Elagábalo morreu com a idade de dezoito anos. Com apenas cerca de quinze anos ele fora feito imperador pela mãe e pela avó. Ele é descrito pelos historiadores como travesti, transexual ou mesmo transgênero.

Entendemos que é difícil avaliar o comportamento sexual e a moral dos antigos pelos padrões modernos, e nem devemos utilizar exemplos da antiguidade para justificar ou condenar aspectos das sociedades atuais. Certamente, o que era considerado comportamento “normal” ou padrão socialmente aceito pelos romanos é diferente do vigente nos dias de hoje. Heterossexualidade e homossexualidade para os romanos eram conceitos vagos comparados com as nossas definições atuais. Imperadores considerados “bons” pelos historiadores romanos, como Trajano e Adriano, notoriamente sentiam atração e tinham relações sexuais com jovens rapazes, sem que isso tenha comprometido a sua reputação. No máximo, como vemos em Dion Cássio sobre Trajano, isso era mencionado de passagem, como uma curiosidade e uma ponta muito sutil de ironia. A censura moral dos autores antigos aos imperadores sobre este tema, é feita muito mais ao desregramento ou à luxúria desenfreada, ou, ainda, à efeminação caricatural, pois eles esperavam de um imperador uma aparência marcial e um comportamento masculino, característica essa que não era manchada pelo fato deles fazerem sexo com rapazes, desde que eles assumissem a posição ativa.

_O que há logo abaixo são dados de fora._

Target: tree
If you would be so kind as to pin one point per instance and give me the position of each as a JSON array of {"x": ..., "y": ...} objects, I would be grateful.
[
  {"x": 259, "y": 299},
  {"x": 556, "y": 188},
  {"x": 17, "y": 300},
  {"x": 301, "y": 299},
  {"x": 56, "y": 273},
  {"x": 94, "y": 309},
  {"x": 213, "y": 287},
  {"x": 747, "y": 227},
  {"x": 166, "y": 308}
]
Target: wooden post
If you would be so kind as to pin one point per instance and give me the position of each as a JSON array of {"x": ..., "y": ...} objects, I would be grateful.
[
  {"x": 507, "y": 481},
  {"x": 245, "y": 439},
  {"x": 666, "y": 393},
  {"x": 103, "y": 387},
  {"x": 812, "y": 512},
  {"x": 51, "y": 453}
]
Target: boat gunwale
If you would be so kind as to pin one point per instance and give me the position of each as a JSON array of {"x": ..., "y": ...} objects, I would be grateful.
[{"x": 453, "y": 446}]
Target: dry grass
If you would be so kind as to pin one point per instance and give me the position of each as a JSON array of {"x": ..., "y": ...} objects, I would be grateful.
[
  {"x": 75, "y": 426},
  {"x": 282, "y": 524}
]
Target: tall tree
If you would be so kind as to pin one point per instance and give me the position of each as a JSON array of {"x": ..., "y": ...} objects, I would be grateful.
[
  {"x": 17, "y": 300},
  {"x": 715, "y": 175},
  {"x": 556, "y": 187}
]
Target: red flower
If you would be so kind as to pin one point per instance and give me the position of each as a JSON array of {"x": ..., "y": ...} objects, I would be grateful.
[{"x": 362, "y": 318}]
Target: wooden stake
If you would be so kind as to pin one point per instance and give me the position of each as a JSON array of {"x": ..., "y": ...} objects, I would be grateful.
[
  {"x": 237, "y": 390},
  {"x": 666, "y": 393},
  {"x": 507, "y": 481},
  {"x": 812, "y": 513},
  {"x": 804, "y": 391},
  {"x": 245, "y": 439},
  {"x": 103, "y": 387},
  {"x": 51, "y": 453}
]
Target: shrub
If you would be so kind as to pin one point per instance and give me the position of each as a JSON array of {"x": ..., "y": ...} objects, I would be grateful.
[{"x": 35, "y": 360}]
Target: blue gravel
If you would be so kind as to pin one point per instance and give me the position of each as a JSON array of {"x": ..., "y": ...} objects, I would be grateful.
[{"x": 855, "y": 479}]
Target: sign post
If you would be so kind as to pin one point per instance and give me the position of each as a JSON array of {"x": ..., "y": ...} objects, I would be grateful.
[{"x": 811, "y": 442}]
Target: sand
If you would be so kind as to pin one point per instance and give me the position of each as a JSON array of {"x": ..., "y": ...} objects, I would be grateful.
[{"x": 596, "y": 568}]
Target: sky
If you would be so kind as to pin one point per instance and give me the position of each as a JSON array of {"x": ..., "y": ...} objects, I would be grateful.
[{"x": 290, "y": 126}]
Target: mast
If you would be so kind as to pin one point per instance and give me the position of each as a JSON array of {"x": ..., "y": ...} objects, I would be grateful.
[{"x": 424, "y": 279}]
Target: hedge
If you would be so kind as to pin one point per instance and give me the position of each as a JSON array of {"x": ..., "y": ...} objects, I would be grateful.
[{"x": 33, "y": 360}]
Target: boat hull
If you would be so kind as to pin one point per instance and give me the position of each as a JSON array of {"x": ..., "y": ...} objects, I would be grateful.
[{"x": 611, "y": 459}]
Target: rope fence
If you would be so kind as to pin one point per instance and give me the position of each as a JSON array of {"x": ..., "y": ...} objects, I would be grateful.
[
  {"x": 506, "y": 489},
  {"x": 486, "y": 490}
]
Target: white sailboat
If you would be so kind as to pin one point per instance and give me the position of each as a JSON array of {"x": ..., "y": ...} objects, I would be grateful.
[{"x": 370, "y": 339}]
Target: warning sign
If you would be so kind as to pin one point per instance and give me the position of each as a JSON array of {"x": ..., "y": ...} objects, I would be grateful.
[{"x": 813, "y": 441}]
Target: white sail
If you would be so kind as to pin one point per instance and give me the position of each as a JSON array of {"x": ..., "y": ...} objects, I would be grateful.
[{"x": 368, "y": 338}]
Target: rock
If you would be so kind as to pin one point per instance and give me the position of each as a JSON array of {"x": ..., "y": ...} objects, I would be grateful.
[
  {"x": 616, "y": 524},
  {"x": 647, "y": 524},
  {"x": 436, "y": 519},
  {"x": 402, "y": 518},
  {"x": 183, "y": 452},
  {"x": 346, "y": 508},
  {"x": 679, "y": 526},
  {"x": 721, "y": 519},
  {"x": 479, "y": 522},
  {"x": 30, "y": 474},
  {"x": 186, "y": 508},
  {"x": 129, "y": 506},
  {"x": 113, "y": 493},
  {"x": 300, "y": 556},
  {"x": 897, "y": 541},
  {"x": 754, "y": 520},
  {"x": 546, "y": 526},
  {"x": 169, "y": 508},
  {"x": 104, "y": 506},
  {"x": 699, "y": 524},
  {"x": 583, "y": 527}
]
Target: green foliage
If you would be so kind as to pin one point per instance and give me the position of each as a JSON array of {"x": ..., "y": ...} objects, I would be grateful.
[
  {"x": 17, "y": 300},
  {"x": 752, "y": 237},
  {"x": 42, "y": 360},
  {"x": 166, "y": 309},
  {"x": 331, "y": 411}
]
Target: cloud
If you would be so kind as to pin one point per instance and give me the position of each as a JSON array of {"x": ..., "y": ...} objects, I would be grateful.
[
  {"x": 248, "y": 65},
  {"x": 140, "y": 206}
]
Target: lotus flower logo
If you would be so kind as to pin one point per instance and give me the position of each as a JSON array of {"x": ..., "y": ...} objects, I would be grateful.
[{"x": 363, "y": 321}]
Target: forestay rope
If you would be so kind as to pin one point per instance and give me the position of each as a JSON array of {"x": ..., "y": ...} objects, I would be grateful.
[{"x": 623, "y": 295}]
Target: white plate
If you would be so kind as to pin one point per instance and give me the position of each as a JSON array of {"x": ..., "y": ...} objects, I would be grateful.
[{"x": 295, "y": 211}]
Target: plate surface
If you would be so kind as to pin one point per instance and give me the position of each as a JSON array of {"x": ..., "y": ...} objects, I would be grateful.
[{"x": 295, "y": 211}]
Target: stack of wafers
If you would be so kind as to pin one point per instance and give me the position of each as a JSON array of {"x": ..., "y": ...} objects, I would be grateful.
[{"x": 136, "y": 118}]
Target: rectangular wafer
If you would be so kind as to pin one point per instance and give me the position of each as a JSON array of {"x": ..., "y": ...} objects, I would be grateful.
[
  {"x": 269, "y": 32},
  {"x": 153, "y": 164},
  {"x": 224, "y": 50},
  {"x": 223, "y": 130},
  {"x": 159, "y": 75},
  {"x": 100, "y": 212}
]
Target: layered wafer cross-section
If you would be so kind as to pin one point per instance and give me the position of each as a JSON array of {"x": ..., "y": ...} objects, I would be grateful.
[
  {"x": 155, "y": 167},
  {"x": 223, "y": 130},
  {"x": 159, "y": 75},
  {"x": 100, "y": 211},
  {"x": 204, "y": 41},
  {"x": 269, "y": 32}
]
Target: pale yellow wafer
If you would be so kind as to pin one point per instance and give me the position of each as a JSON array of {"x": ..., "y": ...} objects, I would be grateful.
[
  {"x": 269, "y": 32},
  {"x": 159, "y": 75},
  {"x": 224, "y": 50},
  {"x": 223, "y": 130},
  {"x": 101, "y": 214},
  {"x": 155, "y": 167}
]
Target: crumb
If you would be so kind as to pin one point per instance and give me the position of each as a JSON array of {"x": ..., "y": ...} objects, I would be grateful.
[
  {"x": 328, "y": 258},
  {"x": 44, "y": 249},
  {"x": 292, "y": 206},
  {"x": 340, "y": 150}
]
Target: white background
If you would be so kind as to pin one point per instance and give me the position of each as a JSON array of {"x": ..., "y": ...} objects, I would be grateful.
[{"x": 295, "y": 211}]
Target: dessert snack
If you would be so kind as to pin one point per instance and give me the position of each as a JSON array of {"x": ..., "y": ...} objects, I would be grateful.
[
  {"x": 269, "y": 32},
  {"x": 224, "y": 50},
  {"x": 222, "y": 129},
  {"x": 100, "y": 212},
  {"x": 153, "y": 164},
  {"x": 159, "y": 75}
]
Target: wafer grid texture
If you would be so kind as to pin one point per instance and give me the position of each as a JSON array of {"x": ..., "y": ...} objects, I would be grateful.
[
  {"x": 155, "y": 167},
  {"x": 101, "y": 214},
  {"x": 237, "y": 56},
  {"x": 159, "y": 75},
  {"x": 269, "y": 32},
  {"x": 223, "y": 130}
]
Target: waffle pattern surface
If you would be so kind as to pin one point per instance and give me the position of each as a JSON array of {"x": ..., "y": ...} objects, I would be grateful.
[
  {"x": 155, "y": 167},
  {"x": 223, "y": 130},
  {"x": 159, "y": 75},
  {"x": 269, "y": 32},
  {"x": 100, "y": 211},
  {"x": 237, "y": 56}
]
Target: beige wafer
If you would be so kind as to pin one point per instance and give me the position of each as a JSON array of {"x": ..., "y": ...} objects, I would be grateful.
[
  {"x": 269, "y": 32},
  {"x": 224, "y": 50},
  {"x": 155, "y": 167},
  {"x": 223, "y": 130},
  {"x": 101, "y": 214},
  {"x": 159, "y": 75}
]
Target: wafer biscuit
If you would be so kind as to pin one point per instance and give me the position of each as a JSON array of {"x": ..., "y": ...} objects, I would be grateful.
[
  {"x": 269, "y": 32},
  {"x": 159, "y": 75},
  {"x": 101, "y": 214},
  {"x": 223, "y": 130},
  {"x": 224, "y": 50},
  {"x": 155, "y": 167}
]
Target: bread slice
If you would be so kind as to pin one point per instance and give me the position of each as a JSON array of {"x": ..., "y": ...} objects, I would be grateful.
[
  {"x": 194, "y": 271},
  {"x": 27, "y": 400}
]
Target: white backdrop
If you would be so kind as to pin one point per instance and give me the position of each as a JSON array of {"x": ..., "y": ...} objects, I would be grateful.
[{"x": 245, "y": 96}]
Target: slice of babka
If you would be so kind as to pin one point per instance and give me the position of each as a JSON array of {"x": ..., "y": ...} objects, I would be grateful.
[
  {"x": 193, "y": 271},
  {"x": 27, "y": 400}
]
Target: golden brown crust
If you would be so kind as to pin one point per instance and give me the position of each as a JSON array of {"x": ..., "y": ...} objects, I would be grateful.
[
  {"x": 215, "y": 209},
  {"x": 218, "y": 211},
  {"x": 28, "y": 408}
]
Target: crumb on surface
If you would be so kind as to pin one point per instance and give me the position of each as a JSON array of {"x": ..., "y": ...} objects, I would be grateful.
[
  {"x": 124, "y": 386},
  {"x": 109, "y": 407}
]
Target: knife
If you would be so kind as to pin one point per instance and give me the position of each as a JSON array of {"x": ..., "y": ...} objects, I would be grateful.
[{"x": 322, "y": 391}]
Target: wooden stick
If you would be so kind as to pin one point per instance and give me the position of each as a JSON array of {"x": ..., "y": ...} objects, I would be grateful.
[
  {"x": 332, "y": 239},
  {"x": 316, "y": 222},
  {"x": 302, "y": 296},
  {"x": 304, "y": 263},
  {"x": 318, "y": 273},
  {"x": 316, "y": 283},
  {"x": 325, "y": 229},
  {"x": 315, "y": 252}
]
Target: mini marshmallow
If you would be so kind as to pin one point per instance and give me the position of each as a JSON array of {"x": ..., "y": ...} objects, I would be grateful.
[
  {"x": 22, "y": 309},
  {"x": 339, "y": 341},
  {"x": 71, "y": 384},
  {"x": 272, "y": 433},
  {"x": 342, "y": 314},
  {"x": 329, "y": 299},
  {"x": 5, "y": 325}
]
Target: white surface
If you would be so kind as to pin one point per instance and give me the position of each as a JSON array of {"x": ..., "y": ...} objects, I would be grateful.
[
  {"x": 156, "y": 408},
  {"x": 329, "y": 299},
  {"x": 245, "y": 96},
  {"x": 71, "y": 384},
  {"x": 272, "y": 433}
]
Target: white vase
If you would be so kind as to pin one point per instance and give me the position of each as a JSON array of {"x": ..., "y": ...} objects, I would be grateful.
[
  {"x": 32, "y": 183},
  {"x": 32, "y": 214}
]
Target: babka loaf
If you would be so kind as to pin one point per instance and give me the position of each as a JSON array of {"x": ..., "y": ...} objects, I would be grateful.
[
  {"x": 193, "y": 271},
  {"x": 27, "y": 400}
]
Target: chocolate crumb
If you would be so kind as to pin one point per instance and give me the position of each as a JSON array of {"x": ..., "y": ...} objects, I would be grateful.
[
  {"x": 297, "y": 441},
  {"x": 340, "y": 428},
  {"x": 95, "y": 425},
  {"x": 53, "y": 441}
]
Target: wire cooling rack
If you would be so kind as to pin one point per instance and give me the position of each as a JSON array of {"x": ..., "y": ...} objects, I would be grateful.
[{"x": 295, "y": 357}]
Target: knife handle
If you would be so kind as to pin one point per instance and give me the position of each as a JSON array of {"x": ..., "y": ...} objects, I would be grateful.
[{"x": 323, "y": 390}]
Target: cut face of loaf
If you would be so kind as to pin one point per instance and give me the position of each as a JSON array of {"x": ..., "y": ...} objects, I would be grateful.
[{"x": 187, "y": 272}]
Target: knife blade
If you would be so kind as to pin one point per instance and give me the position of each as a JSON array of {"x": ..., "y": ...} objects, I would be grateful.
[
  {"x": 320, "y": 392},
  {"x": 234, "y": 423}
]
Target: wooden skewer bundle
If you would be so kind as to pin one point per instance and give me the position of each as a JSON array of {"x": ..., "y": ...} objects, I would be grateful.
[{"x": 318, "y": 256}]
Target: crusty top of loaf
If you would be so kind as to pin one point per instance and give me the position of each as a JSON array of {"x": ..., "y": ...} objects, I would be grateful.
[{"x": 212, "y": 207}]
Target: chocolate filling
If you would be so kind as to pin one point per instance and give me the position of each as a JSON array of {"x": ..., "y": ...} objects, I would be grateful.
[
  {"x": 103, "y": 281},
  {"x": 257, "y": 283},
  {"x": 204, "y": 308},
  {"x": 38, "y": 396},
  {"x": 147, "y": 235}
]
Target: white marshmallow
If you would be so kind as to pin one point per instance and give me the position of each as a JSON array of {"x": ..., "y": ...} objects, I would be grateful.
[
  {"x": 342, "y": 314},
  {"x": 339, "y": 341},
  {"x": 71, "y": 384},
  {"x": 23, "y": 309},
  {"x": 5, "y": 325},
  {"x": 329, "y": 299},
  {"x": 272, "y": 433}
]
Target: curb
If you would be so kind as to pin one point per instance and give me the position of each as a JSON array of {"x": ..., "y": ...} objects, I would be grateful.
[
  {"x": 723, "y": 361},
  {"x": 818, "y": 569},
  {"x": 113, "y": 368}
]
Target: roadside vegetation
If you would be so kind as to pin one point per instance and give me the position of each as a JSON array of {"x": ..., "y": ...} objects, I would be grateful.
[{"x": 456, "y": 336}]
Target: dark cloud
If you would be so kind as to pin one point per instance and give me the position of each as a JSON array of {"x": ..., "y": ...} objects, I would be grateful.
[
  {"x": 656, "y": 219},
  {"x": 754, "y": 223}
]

É provável que muitas das passagens sexualmente escandalosas do reinado de Elagábalo,  mencionadas nas fontes antigas,  estejam ligadas ao culto de El-Gabal, divindade frequentemente associada à Baal, cujo culto parece ter incluído ritos de prostituição sagrada masculina (os kadesh, citados na Bíblia Judaica) e também castração de sacerdotes. Note-se que isso se parece um pouco com os vícios aos quais os autores romanos aludem em suas obras e poderia explicar também a aparência feminina de Elagábalo.

O único erro que poderia ser imputado a Elagábalo é não ter percebido o choque cultural que a reunião, em uma mesma pessoa, dos papéis de imperador e sumo-sacerdote de uma religião tão estranha aos costumes italianos como era a sua causou na sociedade romana. Convenhamos que esperar essa consciência de um menino sírio que foi feito imperador aos quinze anos pelas manobras da mãe e da avó seria demasiado,  mesmo nos tempos atuais.